One in three Hoosiers families live at or below the poverty line.
Pence’s record investment in education was made by finally making a pre-k program for the state. Not one that serves all children, but some, at least. Pence turned down federal funding that would have served all of the children.
Indiana does not feel thankful in that lack of concern for their future citizens and workers. Indiana ranks 40th in adults getting an education beyond High School.
Indiana had a budget surplus. It created this surplus through a complete lack of investment in social services and infrastructure. Such a complete lack that when the infrastructure critically failed, the surplus had to be tapped so deeply to aright the crisis that Pence is now also claiming out of the other side of his mouth of a record investment in infrastructure.
That investment never would have reached the penny wise-pound foolish point if the Pence administration had been invested in infrastructure slowly and surely along the way. You can save a lot of money on your household budget by not getting maintenance or repair work done on your car, too.
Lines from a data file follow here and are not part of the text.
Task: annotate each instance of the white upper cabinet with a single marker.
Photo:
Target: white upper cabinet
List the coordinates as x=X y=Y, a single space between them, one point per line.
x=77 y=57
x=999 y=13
Eventually that bill will come due, and it will be larger and more critical for the care you neglected along the way.
I see the echoes of Cheney, down the halls of history, in Pence. Pence will not focus on foreign policy, though. Pence wants to focus on domestic affairs. With his abysmal record in Indiana, that makes me worry greatly for the US. We are already in a critical state with infrastructure, and the US educational system is quickly falling behind in a global market that is expanding it’s reach. Innovation comes from education, and we are not educating.
The educational policies begun under President Obama have not been in place long enough to take root and produce new results. We must push forward now, and Pence is not looking forward. Trump surely isn’t either as he has said that the Department of Education can largely be eliminated.
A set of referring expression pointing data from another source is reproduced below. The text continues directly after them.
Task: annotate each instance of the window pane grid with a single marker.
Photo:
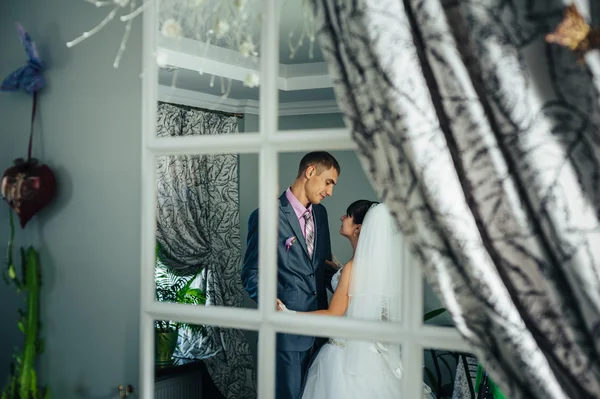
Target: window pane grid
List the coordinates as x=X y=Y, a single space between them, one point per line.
x=443 y=338
x=248 y=143
x=268 y=143
x=267 y=197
Ask a hiring manager how they look at applications from people who have attended non Federally accredited schools. A system of regulating and ensuring that a standard benchmark is true of a graduate from any state of the Union is precisely why we have a Department of Education.
So I want to go back. I want to shake my 28 year old self. I want to tell her to look at the man behind the man who speaks so outrageously that he must be “shooting from the hip.”
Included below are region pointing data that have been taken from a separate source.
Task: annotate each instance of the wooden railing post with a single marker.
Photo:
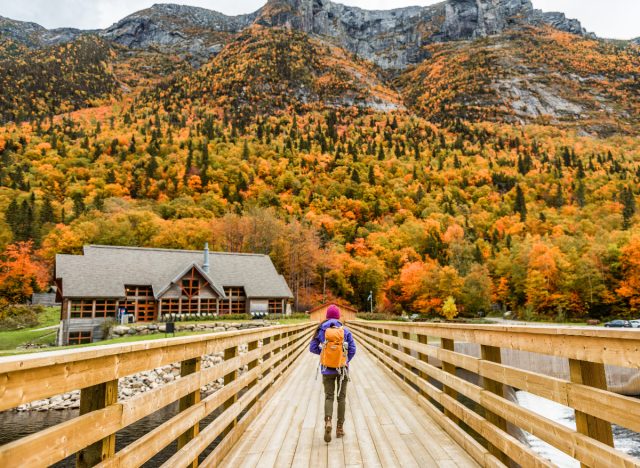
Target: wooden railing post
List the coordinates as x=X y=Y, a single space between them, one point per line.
x=94 y=398
x=407 y=336
x=266 y=341
x=492 y=353
x=230 y=353
x=187 y=367
x=424 y=339
x=449 y=345
x=594 y=375
x=394 y=333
I want to show her sights from her future and tell her what came of an administration with that fool as the figurehead. It’s not enough that she won’t repeat her mistake in four years. She needs to understand the deep shame she will feel that she ever made that mistake to begin with. That she will feel she has blood on her hands. That she will have blood on her hands.
I want to tell her that in just a few short months the worst foreign attack on US soil will happen and that buffoon was utterly bereft of the ability to soundly engage in the subtleties of foreign policy that would limit the loss that will reverberate for decades to come. That we are still suffering, 16 years later, from a man who didn’t understand the difference between fear of threat and reasoned threat.
I want to tell her so much.
I can’t. She’s gone.
Instead the wheel has come round and this time it has spiraled yet tighter. As it does. Trump is not just a fool. He’s a fool with a temper. Pence isn’t just an opportunistic warhawk. He’s a deeply flawed fanatic.
Clinton may represent business as usual to many, but to what is left of the 28 year old in me I can also see Hillary as the continuation of policies that were going right back then. Of policies that are going right now.
The deeply cynical hunger for upheaval that led me to longing for the outsider that W seemed to be led me to starvation.
It took me years to see the outcome of that bad decision. Please do not repeat my mistakes.
I’m here from the future and I have to tell you something. Look to the man behind the man.